L’impatto sulle tariffe, dopo l’estate, sarà devastante. La stima è stata effettuata calcolando una media ponderata, definita prudenziale, a partire del prezzo della materia prima gas comunicato da Arera per i vulnerabili: l’ultimo dato è quello di luglio, con un costo di 60 centesimi al metro cubo. A settembre, però, ci si attende di salire fino a 137 centesimi al metro cubo (a settembre 2025 erano 106).
Maxi-rincari per le bollette, quanto spenderanno di più le famiglie per gas, elettricità e carburanti
Questi aumenti vengono quindi calcolati per capire quanto peseranno i rincari su una famiglia tipo, che consuma 1.400 metri cubi annui di gas: la spesa sarà più alta di 429 euro a fine anno, pari al 29% in più rispetto al 2025. Aumenti che derivano dalla corsa del gas sul Ttf di Amsterdam, che a fine luglio è tornato al di sopra dei 60 euro al megawattora, su valori che non si registravano da marzo. La causa è ovviamente la guerra in Iran e la chiusura dello Stretto di Hormuz.
I rincari del gas comportano anche un aumento per l’elettricità, con i prezzi all’ingrosso che in Italia hanno superato i 200 euro al megawattora, sui livelli di gennaio 2023, in piena crisi energetica post-guerra in Ucraina. Per Nomisma, la stima è che a settembre in bolletta si arriverà a 31,93 centesimi al kWh contro i 28,75 dello stesso mese dello scorso anno.

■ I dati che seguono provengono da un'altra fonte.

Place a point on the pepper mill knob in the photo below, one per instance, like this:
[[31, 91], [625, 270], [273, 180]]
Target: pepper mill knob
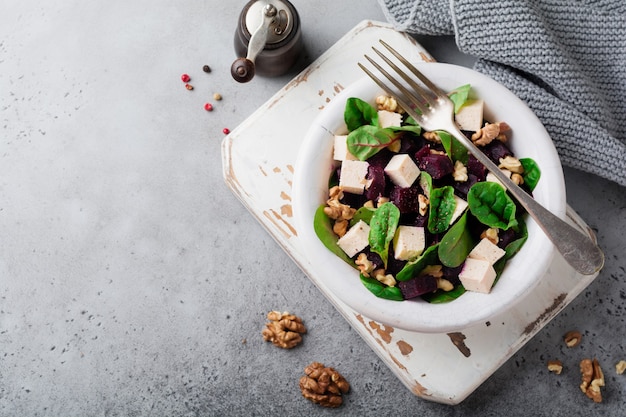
[[269, 37], [242, 70]]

Il nucleo tipo (con 2.700 kWh annui di consumo) pagherebbe quindi 85,9 euro in più a fine anno, con un aumento dell’11% rispetto al 2025.

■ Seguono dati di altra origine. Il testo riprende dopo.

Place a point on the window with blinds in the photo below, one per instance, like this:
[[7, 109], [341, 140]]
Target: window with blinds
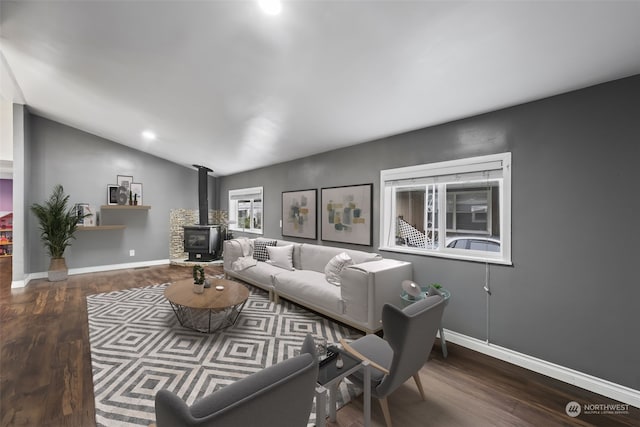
[[456, 209], [245, 210]]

I rincari, sommando gas ed elettricità, sarebbero così ancora più pesanti: per le famiglie si potrebbe arrivare a 515 euro aggiuntivi spesi quest’anno, per un totale del 23% più alto rispetto al 2025. E a questo vanno aggiunti i rincari sui carburanti, che per una famiglia tipo costeranno 361,8 euro in più rispetto allo scorso anno (in crescita del 22% sul 2025). Sommando tutte e tre le voci parliamo di 876,8 euro in più a famiglia rispetto al 2025.
La stangata arriva anche per le imprese
Non va meglio alle imprese: per il gas Nomisma stima una maggiore spesa per le bollette di 559.318 euro a fine 2026, in aumento addirittura del 65% rispetto all’anno scorso; per l’elettricità la maggiorazione di spesa dovrebbe essere pari a 12.713 euro a fine anno, in questo caso in crescita del 7% sul 2025. Complessivamente vuol dire un aggravio di 572mila euro, pari al 54% in più rispetto al 2025.